I have three necessary base nodes (PythonOperators) that I need to have sequentially called. Let us consider a scenario where my system receives a shape in the form of a jpeg
file. I have three functions that I run over the file:
- The first function will change the color of the shape, then, on success:
- The shape gets passed on to the second function, which will rotate the shape 90deg, then, on success:
- The shape gets passed onto the third function, which will transform the shape in some predetermined way, then, on success, the program is done.
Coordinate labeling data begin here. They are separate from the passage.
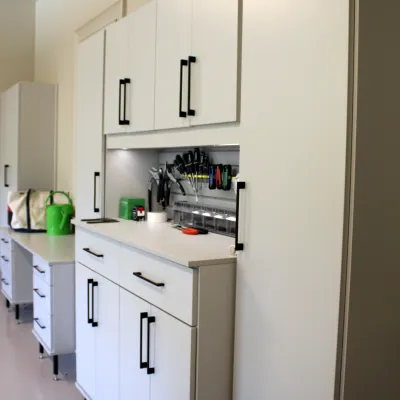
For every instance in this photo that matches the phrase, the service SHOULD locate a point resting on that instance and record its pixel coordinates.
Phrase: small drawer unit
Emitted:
(42, 294)
(42, 269)
(98, 254)
(167, 285)
(43, 325)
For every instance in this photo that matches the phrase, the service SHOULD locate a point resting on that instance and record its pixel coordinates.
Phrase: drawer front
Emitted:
(42, 294)
(6, 278)
(42, 325)
(169, 286)
(98, 254)
(42, 270)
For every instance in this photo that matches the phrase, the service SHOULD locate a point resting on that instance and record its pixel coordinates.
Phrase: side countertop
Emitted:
(164, 241)
(53, 249)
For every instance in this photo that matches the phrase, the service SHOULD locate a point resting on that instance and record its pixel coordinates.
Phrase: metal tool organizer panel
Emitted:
(210, 198)
(127, 175)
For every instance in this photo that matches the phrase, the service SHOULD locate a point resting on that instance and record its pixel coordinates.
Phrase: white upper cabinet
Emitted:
(172, 64)
(129, 72)
(116, 71)
(173, 49)
(142, 59)
(89, 128)
(197, 62)
(214, 81)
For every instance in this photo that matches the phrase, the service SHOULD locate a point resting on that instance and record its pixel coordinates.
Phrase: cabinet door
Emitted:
(89, 128)
(142, 59)
(174, 19)
(106, 315)
(9, 148)
(85, 353)
(134, 383)
(172, 355)
(215, 73)
(116, 69)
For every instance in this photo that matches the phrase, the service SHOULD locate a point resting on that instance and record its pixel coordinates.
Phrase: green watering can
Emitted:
(58, 216)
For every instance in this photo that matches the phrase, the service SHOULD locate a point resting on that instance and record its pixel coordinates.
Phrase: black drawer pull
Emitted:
(140, 276)
(150, 370)
(38, 269)
(142, 364)
(39, 294)
(93, 253)
(94, 324)
(40, 326)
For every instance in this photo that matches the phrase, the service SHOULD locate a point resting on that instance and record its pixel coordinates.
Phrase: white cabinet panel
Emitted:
(133, 381)
(215, 74)
(142, 58)
(89, 128)
(106, 315)
(172, 355)
(85, 345)
(173, 45)
(116, 69)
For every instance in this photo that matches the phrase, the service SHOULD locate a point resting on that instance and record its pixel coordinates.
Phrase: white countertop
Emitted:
(53, 249)
(166, 242)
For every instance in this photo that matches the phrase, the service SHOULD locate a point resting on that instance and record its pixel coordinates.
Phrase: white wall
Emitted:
(56, 23)
(17, 33)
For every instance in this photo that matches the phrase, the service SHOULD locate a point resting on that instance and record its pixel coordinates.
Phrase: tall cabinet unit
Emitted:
(129, 72)
(27, 140)
(89, 161)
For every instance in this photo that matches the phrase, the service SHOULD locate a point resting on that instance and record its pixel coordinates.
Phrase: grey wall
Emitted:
(373, 340)
(17, 36)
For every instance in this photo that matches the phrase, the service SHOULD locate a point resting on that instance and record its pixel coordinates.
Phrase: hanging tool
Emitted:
(168, 169)
(196, 166)
(227, 177)
(212, 184)
(154, 178)
(188, 160)
(218, 175)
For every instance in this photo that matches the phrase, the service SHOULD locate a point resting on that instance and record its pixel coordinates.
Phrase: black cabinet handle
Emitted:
(95, 208)
(140, 276)
(6, 175)
(38, 293)
(39, 270)
(94, 324)
(126, 82)
(191, 112)
(142, 363)
(121, 121)
(92, 253)
(40, 326)
(240, 186)
(90, 320)
(182, 114)
(150, 370)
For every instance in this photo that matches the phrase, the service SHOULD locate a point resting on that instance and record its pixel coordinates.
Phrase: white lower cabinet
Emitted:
(97, 316)
(157, 353)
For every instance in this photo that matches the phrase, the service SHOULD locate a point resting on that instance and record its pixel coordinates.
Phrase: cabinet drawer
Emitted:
(41, 294)
(169, 286)
(42, 270)
(42, 325)
(98, 254)
(6, 279)
(5, 240)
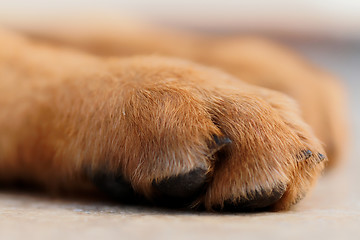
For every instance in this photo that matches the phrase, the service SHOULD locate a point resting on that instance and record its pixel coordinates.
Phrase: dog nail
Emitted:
(321, 157)
(255, 201)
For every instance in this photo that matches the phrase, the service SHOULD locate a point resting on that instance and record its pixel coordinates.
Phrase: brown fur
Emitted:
(151, 117)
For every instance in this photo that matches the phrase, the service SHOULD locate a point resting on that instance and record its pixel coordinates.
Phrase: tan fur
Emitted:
(152, 117)
(321, 97)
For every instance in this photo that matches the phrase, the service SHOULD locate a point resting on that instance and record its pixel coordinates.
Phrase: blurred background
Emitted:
(325, 31)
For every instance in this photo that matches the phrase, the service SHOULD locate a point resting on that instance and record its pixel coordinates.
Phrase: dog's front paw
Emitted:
(189, 135)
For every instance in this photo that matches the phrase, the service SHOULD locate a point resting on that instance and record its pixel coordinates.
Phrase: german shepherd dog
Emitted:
(224, 123)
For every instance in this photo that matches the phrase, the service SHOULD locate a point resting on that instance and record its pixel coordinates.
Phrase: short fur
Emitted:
(65, 114)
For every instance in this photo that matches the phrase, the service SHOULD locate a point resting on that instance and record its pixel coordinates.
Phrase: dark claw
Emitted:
(180, 190)
(321, 157)
(305, 154)
(256, 201)
(219, 143)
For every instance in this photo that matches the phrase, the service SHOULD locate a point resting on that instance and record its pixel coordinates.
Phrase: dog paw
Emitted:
(189, 136)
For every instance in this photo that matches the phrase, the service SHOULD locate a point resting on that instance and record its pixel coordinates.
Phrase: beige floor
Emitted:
(332, 211)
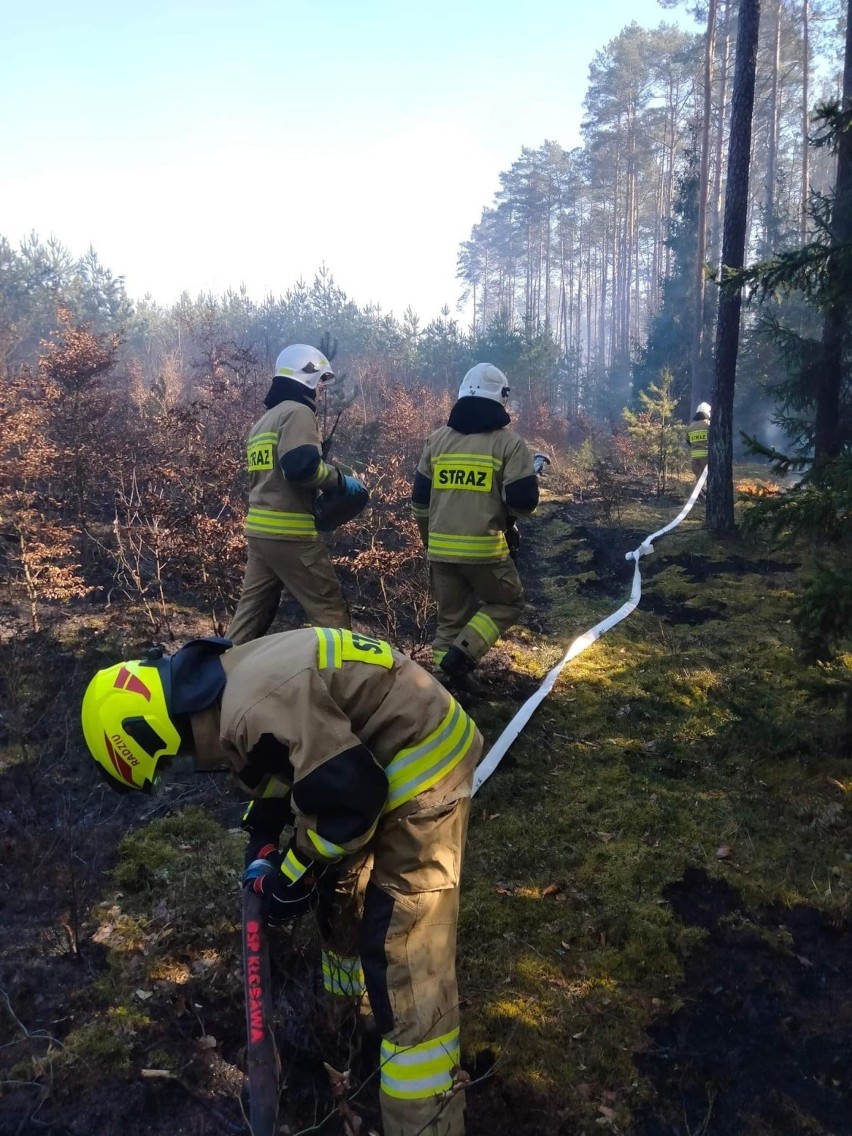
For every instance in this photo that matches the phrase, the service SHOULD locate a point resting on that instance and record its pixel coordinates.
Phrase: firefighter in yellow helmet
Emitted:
(374, 760)
(287, 475)
(698, 435)
(474, 477)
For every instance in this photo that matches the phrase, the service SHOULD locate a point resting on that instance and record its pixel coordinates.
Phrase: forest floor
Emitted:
(656, 924)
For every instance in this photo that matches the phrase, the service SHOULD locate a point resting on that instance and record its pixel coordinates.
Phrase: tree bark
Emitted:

So, I have three things that need to happen in order: ChangeColor-> Rotate -> Transform. I wish to add a BranchingOperator to that will, on success, which is determined by a "SUCCESS" return value from each of these three nodes, move on to the next node on the list or terminate when the program ends. On failures, which is determined by a "FAILURE" return value from each node, the program progresses to a failure node (another PythonOperator, I imagine) that will do some things (save the error in some DB, extract some details and reasons, whatever - doesn't really matter).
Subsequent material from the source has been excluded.